One of the greatest magic tricks I ever saw unfolded when Johnny Carson invited the illusionist Uri Geller on “The Tonight Show” to bend a spoon with his mind.
This now notorious 1973 episode is best known for Geller’s failures. It has emerged over the years that staff members from “The Tonight Show” consulted with a magician, James Randi, who advised them on how to prepare the props to stymie him. It worked. For 20 excruciating minutes, Geller failed to astound.
The real trick here was not performed by Geller, but by Carson, who deftly played the role of generous host, making something that could easily have seemed cruel come off as kind. He confesses humbly to being a little skeptical, makes a big show of wanting Geller to do well, invites him to return and try again, and as Geller struggles, Carson listens, waits patiently, acts baffled. An amateur magician himself, Carson possessed a quick and cutting wit, but in keeping it restrained, he clarified his greatest gift.
Johnny Carson was a genius in the art of being liked, which is remarkable, considering he wasn’t, on paper, especially likable: A largely absent father, philandering husband, a sometimes mean drunk, a fiercely private figure even to many close to him. He was a talk-show host who didn’t always seem to enjoy talking to people.

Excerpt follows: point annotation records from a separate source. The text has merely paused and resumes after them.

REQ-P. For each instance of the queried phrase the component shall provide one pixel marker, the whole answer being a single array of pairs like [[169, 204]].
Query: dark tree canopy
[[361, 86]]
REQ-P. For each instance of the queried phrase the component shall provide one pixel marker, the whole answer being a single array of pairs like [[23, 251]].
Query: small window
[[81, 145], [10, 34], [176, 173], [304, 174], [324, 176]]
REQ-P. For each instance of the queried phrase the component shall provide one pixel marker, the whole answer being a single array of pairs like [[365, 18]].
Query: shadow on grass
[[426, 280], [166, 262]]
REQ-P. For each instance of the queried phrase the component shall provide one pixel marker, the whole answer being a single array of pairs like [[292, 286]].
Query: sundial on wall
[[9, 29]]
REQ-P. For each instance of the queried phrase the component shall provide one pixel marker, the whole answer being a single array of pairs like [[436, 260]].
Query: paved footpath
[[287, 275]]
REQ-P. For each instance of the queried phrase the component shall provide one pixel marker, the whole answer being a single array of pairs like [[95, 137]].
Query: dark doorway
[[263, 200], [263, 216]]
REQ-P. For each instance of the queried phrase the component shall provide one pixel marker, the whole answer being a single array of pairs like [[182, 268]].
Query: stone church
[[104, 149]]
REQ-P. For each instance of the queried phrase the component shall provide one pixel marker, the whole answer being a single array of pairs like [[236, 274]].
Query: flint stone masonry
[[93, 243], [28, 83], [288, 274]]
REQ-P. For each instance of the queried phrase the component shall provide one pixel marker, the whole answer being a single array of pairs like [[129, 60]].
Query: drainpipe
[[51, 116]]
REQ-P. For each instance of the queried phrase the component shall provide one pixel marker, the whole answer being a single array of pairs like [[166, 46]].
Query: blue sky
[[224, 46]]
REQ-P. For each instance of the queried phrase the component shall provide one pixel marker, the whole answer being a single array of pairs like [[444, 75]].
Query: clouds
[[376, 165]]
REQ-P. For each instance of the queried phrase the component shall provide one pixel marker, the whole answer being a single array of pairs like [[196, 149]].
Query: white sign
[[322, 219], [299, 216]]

At the pinnacle of his fame in the late 1970s, Carson said his best friend was possibly his lawyer, Henry Bushkin, who would later write that he was shocked by this admission, adding that he had never “met a man with less of an aptitude or interest in maintaining real relationships.”
Except the one with the vast American public. In our fragmented media landscape, it can be difficult to grasp just how large Carson loomed over the culture. At the center of late-night for 30 years — he presided from 1962 to 1992 — he is the most influential talk-show host of all time, and possibly the most popular figure in the history of television. Yet for someone so famous, it seemed as if we never really got to know him.